Mooch doesn’t do pulse testing? Hmm…

"Mooch's tests and ratings don't matter because we pulse our batteries and he only does continuous current testing. He doesn't do pulse testing".

This seems to be popping up more lately so I wanted to mention a few things to those who feel this way:

  • I've been pulse testing, up to 70A for the better batteries, for about two years now. Rewraps aren't pulse tested as that is a waste of time. But the battery they wrap is pulse tested and those results can be used. Check my test reports for the pulse discharge graphs.

  • The continuous current rating is very important for vapers. It sets a good limit to recommend to new vapers and allows us to easily determine if a battery is worth learning more about. What's the first thing we ask about any new battery? What is its continuous rating and its capacity rating. 🙂 It's a great way to quickly determine if the battery is worth try out or learning more about.

  • Continuous current testing is critical for setting vaping safety limits too. My MVA limit, Maximum Vaping Amps, tells you how hard you can run a battery when vaping but still have a bit of a safety margin in case of a mod malfunction or accidental button press that discharges the battery continuously. Only continuous current testing can determine this limit.

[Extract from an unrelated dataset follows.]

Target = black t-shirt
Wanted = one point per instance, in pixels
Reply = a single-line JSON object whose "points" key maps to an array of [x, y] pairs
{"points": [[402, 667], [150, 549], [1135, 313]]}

  • Lastly, it's just not true that what we call a continuous discharge, one long run until the battery is empty, is any different than the pulsing we do when vaping. For our batteries any pulse over a few milliseconds long is the same thing as discharging continuously. A 3 second pulse is no different internally than a 3 minute or 30 minute discharge. The battery voltage and temperature changes but that's it, the battery still does the same thing inside. The best performing batteries in testing using a long continuous discharge will almost always be the best batteries in testing using pulses typical of vaping.

  • Pulse testing is great for demonstrating voltage sag and to get an idea of what temperatures we might hit when vaping. This is why I do pulse testing. But it's not needed to determine which batteries are better than others for vaping.

  • I don't set pulse ratings though. They are useless unless everyone uses the same pulse length, time between pulses, and the same criteria to set the rating (vaping time? temperature? voltage sag? combination of those?). I just haven't found a good combination of criteria that works for most situations and is still relatively safe. My MVA limit already does that though. It allows for decent overall battery life and a bit of a safety margin. Can you go above that? Of course! Just understand the risks. Each of us can then choose how far we want to go.